Repository files navigation

MimicNet provides fast performance estimation for data center networks at scale, based on packet-level simulations and machine learning. Our SIGCOMM 2021 paper describes the details of the system.

Getting Started

If running on a GPU, make sure to set the CUDA_HOME path (MimicNet currently supports CUDA 9.2)

export CUDA_HOME=<PATH_TO_CUDA>

Download the setup script separately, or run from the parent directory of the MimicNet repo.

# running from outer directory
./MimicNet/run_0_setup.sh (CPU | GPU)
source /etc/profile.d/mimicnet.sh

Actually run the full MimicNet process with default options:

cd MimicNet
# variant is the protocol being simulated
# num_clusters is the scale of the final MimicNet simulation
./run_all.sh <VARIANT> <NUM_CLUSTERS> [ <SIMULATION_OPTIONS> ]

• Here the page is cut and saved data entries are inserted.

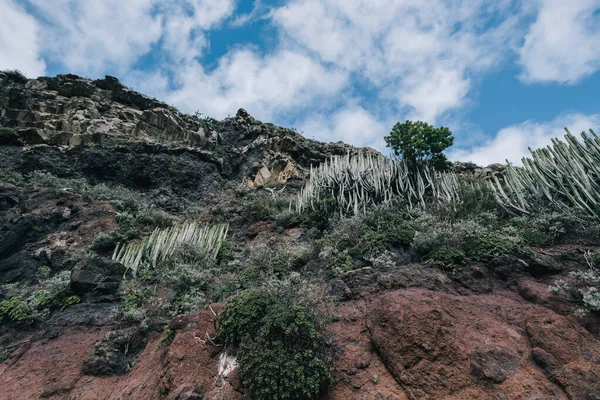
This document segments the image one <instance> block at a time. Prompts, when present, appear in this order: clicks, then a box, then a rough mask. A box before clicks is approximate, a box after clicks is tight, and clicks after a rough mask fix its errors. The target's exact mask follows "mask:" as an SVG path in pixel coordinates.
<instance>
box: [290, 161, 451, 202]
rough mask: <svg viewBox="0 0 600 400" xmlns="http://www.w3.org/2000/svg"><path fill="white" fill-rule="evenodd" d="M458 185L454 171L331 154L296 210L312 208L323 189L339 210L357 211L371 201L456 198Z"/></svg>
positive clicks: (302, 196)
mask: <svg viewBox="0 0 600 400" xmlns="http://www.w3.org/2000/svg"><path fill="white" fill-rule="evenodd" d="M458 186H459V181H458V177H457V176H456V175H455V174H454V173H450V172H447V173H440V172H435V171H434V170H433V169H430V168H428V167H421V168H419V169H417V170H411V169H410V168H409V167H408V166H407V164H406V163H405V162H403V161H398V160H394V159H389V158H385V157H383V156H374V155H372V154H364V155H362V154H361V155H356V156H351V155H349V154H347V155H345V156H333V157H331V158H330V159H329V160H328V161H326V162H325V163H323V164H321V165H320V166H319V167H317V168H314V167H312V166H311V169H310V178H309V180H308V181H307V182H306V184H305V185H304V187H303V188H302V190H301V191H300V192H299V194H298V196H297V198H296V204H295V209H296V212H298V213H301V212H302V211H304V210H305V209H306V208H307V207H312V208H314V206H315V201H318V200H319V196H320V193H322V191H323V190H325V191H326V192H327V193H329V194H331V196H332V197H333V198H334V199H335V200H336V202H337V204H338V205H339V211H340V213H341V214H358V213H363V212H365V211H366V209H367V207H369V206H370V205H374V204H389V203H390V202H392V201H393V200H397V199H403V200H404V201H405V202H406V204H407V206H408V208H409V209H412V208H414V207H416V206H425V205H426V203H427V202H448V203H450V202H452V201H454V202H457V201H458V200H459V198H458V191H457V188H458ZM290 207H291V205H290Z"/></svg>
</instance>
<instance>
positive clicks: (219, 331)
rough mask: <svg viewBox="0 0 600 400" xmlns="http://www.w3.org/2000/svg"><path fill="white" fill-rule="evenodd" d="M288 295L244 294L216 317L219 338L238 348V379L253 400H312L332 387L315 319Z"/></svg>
mask: <svg viewBox="0 0 600 400" xmlns="http://www.w3.org/2000/svg"><path fill="white" fill-rule="evenodd" d="M292 291H294V289H293V288H291V287H289V289H287V290H285V291H284V292H279V293H277V292H273V291H270V290H267V289H250V290H247V291H245V292H242V293H241V294H239V295H238V296H236V297H233V298H231V299H230V300H229V301H228V302H227V303H226V304H225V306H224V307H223V310H222V312H221V314H220V316H219V338H220V339H221V340H223V341H224V342H225V343H226V344H228V345H239V349H238V363H239V365H240V379H241V381H242V384H243V385H244V387H245V388H246V389H247V391H248V395H249V397H250V398H252V399H255V400H267V399H269V400H273V399H274V400H278V399H316V398H317V396H318V394H319V392H320V391H321V390H322V389H323V388H324V386H325V385H327V384H328V383H330V382H331V376H330V373H329V368H328V361H327V360H328V359H327V357H326V348H325V347H326V346H325V341H324V339H323V335H322V334H321V332H320V328H319V324H318V322H317V320H316V316H315V314H314V313H313V312H312V310H310V309H309V308H307V307H306V305H305V304H302V301H300V300H299V299H298V298H297V295H296V296H294V295H293V292H292Z"/></svg>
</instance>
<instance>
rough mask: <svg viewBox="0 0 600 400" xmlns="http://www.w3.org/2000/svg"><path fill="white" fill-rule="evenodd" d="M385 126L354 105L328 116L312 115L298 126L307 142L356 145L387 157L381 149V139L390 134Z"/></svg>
mask: <svg viewBox="0 0 600 400" xmlns="http://www.w3.org/2000/svg"><path fill="white" fill-rule="evenodd" d="M390 126H391V125H390V124H389V123H388V124H386V123H385V122H382V121H381V120H380V119H378V118H377V117H376V116H375V115H373V114H371V113H370V112H369V111H367V110H365V109H364V108H363V107H361V106H359V105H355V104H347V105H345V106H344V107H342V108H340V109H339V110H337V111H336V112H334V113H333V114H331V115H327V116H326V115H323V114H318V113H317V114H314V115H311V116H309V117H307V118H306V119H305V120H304V121H303V122H302V123H301V124H300V130H301V131H303V132H304V134H303V135H304V136H305V137H307V138H311V139H316V140H321V141H330V140H332V139H333V138H335V140H336V141H339V140H341V141H343V142H345V143H357V142H358V141H360V144H361V145H363V146H367V147H371V148H374V149H376V150H379V151H381V152H382V153H384V154H387V153H389V149H388V150H386V148H385V141H384V140H383V137H384V136H385V135H387V134H388V133H389V131H390Z"/></svg>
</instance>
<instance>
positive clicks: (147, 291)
mask: <svg viewBox="0 0 600 400" xmlns="http://www.w3.org/2000/svg"><path fill="white" fill-rule="evenodd" d="M148 297H150V293H149V291H148V290H147V289H144V290H138V291H132V292H130V293H128V294H127V295H126V296H125V298H124V299H123V308H124V309H126V310H131V309H135V308H140V307H141V306H142V305H143V304H144V301H145V300H146V299H147V298H148Z"/></svg>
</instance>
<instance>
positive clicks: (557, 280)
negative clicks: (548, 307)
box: [548, 251, 600, 316]
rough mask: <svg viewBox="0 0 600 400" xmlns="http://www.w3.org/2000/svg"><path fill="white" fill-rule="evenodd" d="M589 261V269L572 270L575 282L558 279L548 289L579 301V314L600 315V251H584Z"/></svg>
mask: <svg viewBox="0 0 600 400" xmlns="http://www.w3.org/2000/svg"><path fill="white" fill-rule="evenodd" d="M584 257H585V260H586V262H587V269H585V270H579V271H572V272H571V273H570V275H571V277H573V279H574V283H567V282H565V281H564V280H563V279H558V280H556V281H555V282H554V283H552V284H551V285H549V286H548V291H549V292H550V293H552V294H556V295H558V294H565V295H567V296H568V297H570V300H572V301H574V302H577V303H579V304H580V305H581V308H579V309H577V310H575V314H576V315H579V316H583V315H586V314H588V313H594V314H596V315H600V268H598V266H597V265H598V262H600V253H592V252H590V251H586V252H585V253H584Z"/></svg>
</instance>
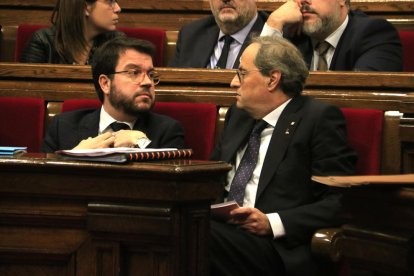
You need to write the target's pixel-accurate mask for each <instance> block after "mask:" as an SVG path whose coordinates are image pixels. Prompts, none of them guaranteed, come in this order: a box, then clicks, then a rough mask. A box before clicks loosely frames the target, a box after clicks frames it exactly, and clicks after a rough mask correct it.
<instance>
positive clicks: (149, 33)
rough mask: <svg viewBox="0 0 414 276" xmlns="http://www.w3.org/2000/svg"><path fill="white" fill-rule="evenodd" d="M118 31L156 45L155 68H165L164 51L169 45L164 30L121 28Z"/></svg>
mask: <svg viewBox="0 0 414 276" xmlns="http://www.w3.org/2000/svg"><path fill="white" fill-rule="evenodd" d="M118 30H119V31H121V32H123V33H125V34H126V35H127V36H129V37H135V38H139V39H144V40H148V41H149V42H151V43H152V44H154V45H155V49H156V54H155V58H154V66H157V67H162V66H164V51H165V48H166V45H167V36H166V33H165V30H164V29H157V28H129V27H119V28H118Z"/></svg>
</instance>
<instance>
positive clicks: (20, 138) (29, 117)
mask: <svg viewBox="0 0 414 276" xmlns="http://www.w3.org/2000/svg"><path fill="white" fill-rule="evenodd" d="M44 120H45V102H44V100H43V99H38V98H13V97H0V146H20V147H27V151H28V152H39V151H40V146H41V144H42V141H43V131H44Z"/></svg>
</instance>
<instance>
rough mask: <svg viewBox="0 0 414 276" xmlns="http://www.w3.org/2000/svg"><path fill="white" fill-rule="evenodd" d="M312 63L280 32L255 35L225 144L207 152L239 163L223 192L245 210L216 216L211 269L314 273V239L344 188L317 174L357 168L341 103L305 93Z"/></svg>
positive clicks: (241, 76) (231, 110) (225, 185)
mask: <svg viewBox="0 0 414 276" xmlns="http://www.w3.org/2000/svg"><path fill="white" fill-rule="evenodd" d="M307 77H308V69H307V67H306V65H305V62H304V60H303V58H302V56H301V54H300V53H299V51H298V50H297V49H296V48H295V46H293V45H292V44H291V43H290V42H288V41H287V40H285V39H283V38H281V37H260V38H256V39H254V40H253V43H252V44H250V45H249V46H248V47H247V48H246V50H245V51H244V52H243V54H242V56H241V58H240V67H239V70H238V71H237V75H236V76H235V77H234V78H233V80H232V82H231V86H232V87H234V88H236V89H237V92H236V93H237V96H236V104H235V105H233V106H232V107H230V108H229V110H228V112H227V114H226V119H225V124H224V129H223V134H222V137H221V142H220V144H219V146H218V147H217V148H216V149H215V150H214V152H213V154H212V156H211V159H213V160H223V161H226V162H228V163H230V164H232V165H233V169H232V170H231V171H230V172H229V173H228V175H227V178H226V179H225V183H224V187H225V189H224V191H223V197H224V198H225V200H226V201H230V200H234V201H236V202H237V203H238V205H239V206H241V207H239V208H236V209H233V210H232V211H230V214H229V218H228V220H226V221H224V222H223V221H216V220H212V221H211V232H210V234H211V236H210V258H211V275H215V276H217V275H219V276H222V275H229V276H230V275H278V276H281V275H304V276H305V275H306V276H310V275H315V274H316V264H315V262H314V260H313V258H312V254H311V249H310V243H311V238H312V234H313V233H314V232H315V231H316V230H317V229H320V228H325V227H332V226H334V225H335V223H336V221H335V217H336V214H337V211H338V209H339V207H340V198H339V195H338V194H336V193H334V192H333V191H332V190H330V188H329V187H328V186H325V185H322V184H318V183H316V182H313V181H312V180H311V176H312V175H324V176H326V175H348V174H353V173H354V165H355V161H356V155H355V153H354V151H353V150H351V148H350V147H349V145H348V143H347V136H346V128H345V119H344V117H343V115H342V113H341V111H340V110H339V109H338V108H337V107H335V106H332V105H328V104H325V103H322V102H319V101H316V100H314V99H311V98H309V97H306V96H302V95H301V93H302V90H303V87H304V85H305V81H306V78H307Z"/></svg>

You can configure the cluster topology, link speeds, simulation length, and other options by passing flags after <NUM_CLUSTERS>

A Closer Look

If you need more control, e.g., over the number of training epochs, or you want to time individual steps, you can break down the ./run_all.sh script into its individual steps:

Again, all of these should be run inside the MimicNet directory.

1. Compile

Build simulation libraries

# CPU or GPU correlates to the option used in setup
./run_1_compile.sh (CPU | GPU)

2. Generate

Run the simulation for the specified protocol and prepare the results

# variant is the protocol being simulated 
# Currently supported variants are tcp, dctcp, and homa 
./run_2_generate.sh <VARIANT> [ <SIMULATION_OPTIONS> ]

3. Train

Train a pair of internal models for approximating intra-cluster traffic and a feeder model for approximating inter-cluster traffic

# variant is the protocol being simulated
# train_script is the script used to train the Mimic models
# data_path is the location of the prepared results from 2_generate
./run_3_train.sh <VARIANT> <TRAIN_SCRIPT> <DATA_PATH> [ <TRAINING_OPTIONS> ]

OR optionally run hyper-parameter tuning to find optimal hyper-parameters

# variant is the protocol being simulated
# train_script is the script used to train the Mimic models
# data_path is the location of the prepared results from 2_generate
# search_space_file is in tune/hp_configs/lstm.json
./run_3_hypertrain.sh <VARIANT> <TRAIN_SCRIPT> <DATA_PATH> <SEARCH_SPACE_FILE> [ <TRAINING_OPTIONS> ]

4. Compose

Compose a large-scale MimicNet simulation using the trained models

# variant is the protocol being simulated
# ingress_model is the path to the ingress model trained in 3_train or 3_hypertrain
# egress_model is the path to the egress model
# feeder_model is the path to the feeder model
# num_clusters is the scale of the simulation 
./run_4_mimicnet.sh <VARIANT> <INGRESS_MODEL> <EGRESS_MODEL> <FEEDER_MODEL> <NUM_CLUSTERS> [ <SIMULATION_OPTIONS> ]

Making Changes

Models

run_3_train.sh and run_3_hypertrain.sh need a training script to be provided. In order to use a custom model, the custom training script should be provided here instead.

Protocols

Following files/directories need to be changed/created

  • prepare/Packet.py
  • prepare/extract_features_[protocol].py
  • train/lstm/train_lstm_[protocol].py
  • simulate/simulate_[protocol]
  • simulate/simulate_mimic_[protocol]

Where Packet.py should store the relevant flags used to determine whether packets match in the protocol (see Packet.py or HomaPkt.py for examples).

In extract_features_[protocol].py, the extract_mimic_features method needs to be modified depending on important features

For the training script, all of the methods need to be changed to represent the feature vector for the specific protocol.

The simulate_[protocol] directory contains the script to run the simulation of the protocol, and likewise the simulate_mimic_[protocol] directory contains the script used to run the simulation of the protocol with MimicNet.